As a number of the local history projects are wrapping up what they planned to do, we get to take a look at the progress that Team Denmark has made as part of the first portion of their project that took place over the summer. Our two teachers from Denmark, Mirela Redzic and Lars Amdisen Bossen, outlined the process that they took with their students for this project. They began with getting a better understanding of what their students already knew about the topic of national socialists by having them create rough mind-maps of key words that came to their mind.
They also had the amazing opportunity to have a video call with our videographer, Aaron Peterer, who discussed with the students how history can be told through monuments and local historic sites. It was lovely to see how engaged all the students were throughout this information session! Following Aaron’s discussion, there was an in-class streaming of the German version of the movie “The Wave” – a socio-political thriller centred around World War 2 and how the masses can be easily coerced into doing someone’s bidding. The purpose of showing this movie to the students was to illustrate to them how similar events could still happen and how to avoid this phenomenon.

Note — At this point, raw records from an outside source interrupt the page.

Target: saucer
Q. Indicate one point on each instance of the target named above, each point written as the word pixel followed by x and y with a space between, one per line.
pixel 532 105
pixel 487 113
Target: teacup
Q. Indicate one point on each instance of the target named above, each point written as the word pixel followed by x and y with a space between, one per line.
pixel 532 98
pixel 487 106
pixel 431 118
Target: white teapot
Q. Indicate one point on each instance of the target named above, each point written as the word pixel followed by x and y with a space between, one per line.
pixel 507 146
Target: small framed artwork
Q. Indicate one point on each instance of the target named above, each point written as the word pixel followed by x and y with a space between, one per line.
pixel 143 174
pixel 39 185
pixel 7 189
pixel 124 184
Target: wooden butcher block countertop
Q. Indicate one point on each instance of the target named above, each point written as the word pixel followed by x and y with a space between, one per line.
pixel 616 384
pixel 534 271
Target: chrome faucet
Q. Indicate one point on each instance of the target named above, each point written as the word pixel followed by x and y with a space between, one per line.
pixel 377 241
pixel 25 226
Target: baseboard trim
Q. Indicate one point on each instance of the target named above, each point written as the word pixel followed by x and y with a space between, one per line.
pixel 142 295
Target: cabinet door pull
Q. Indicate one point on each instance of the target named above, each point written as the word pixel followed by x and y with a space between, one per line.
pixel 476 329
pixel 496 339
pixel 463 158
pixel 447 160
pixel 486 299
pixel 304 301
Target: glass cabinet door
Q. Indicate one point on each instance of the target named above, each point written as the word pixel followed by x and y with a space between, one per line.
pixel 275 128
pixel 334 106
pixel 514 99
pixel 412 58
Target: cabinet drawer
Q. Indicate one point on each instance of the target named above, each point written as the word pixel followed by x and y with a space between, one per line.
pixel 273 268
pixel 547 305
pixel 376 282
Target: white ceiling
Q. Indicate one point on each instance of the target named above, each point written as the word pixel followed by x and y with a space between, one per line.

Following the movie, the students were split into a few groups and were able to self-evaluate the events of the first day. We can see in the picture how students were able to begin their self-reflections.
Following this first day of group work and evaluation, the students visited a local museum where they were able to research, discuss and engage with Holocaust and national socialist race ideology materials using historical methods. This was followed by a visit to a local cemetery where German soldiers and refugees and children are buried close to each other. Students were able to connect this to present day events in Ukraine with the war, where they even saw some graves of Russian soldiers from the second world war – this caught the attention of many of the students. Finally, there was a guest lecture in the classroom about the Holocaust from a subject expert in order to help the students further understand the sensitivity of the topic they were researching.
Team Denmark has been making amazing progress on their local history projects so far, and continue to work on it throughout the coming weeks! We look forward to more updates as the project progresses.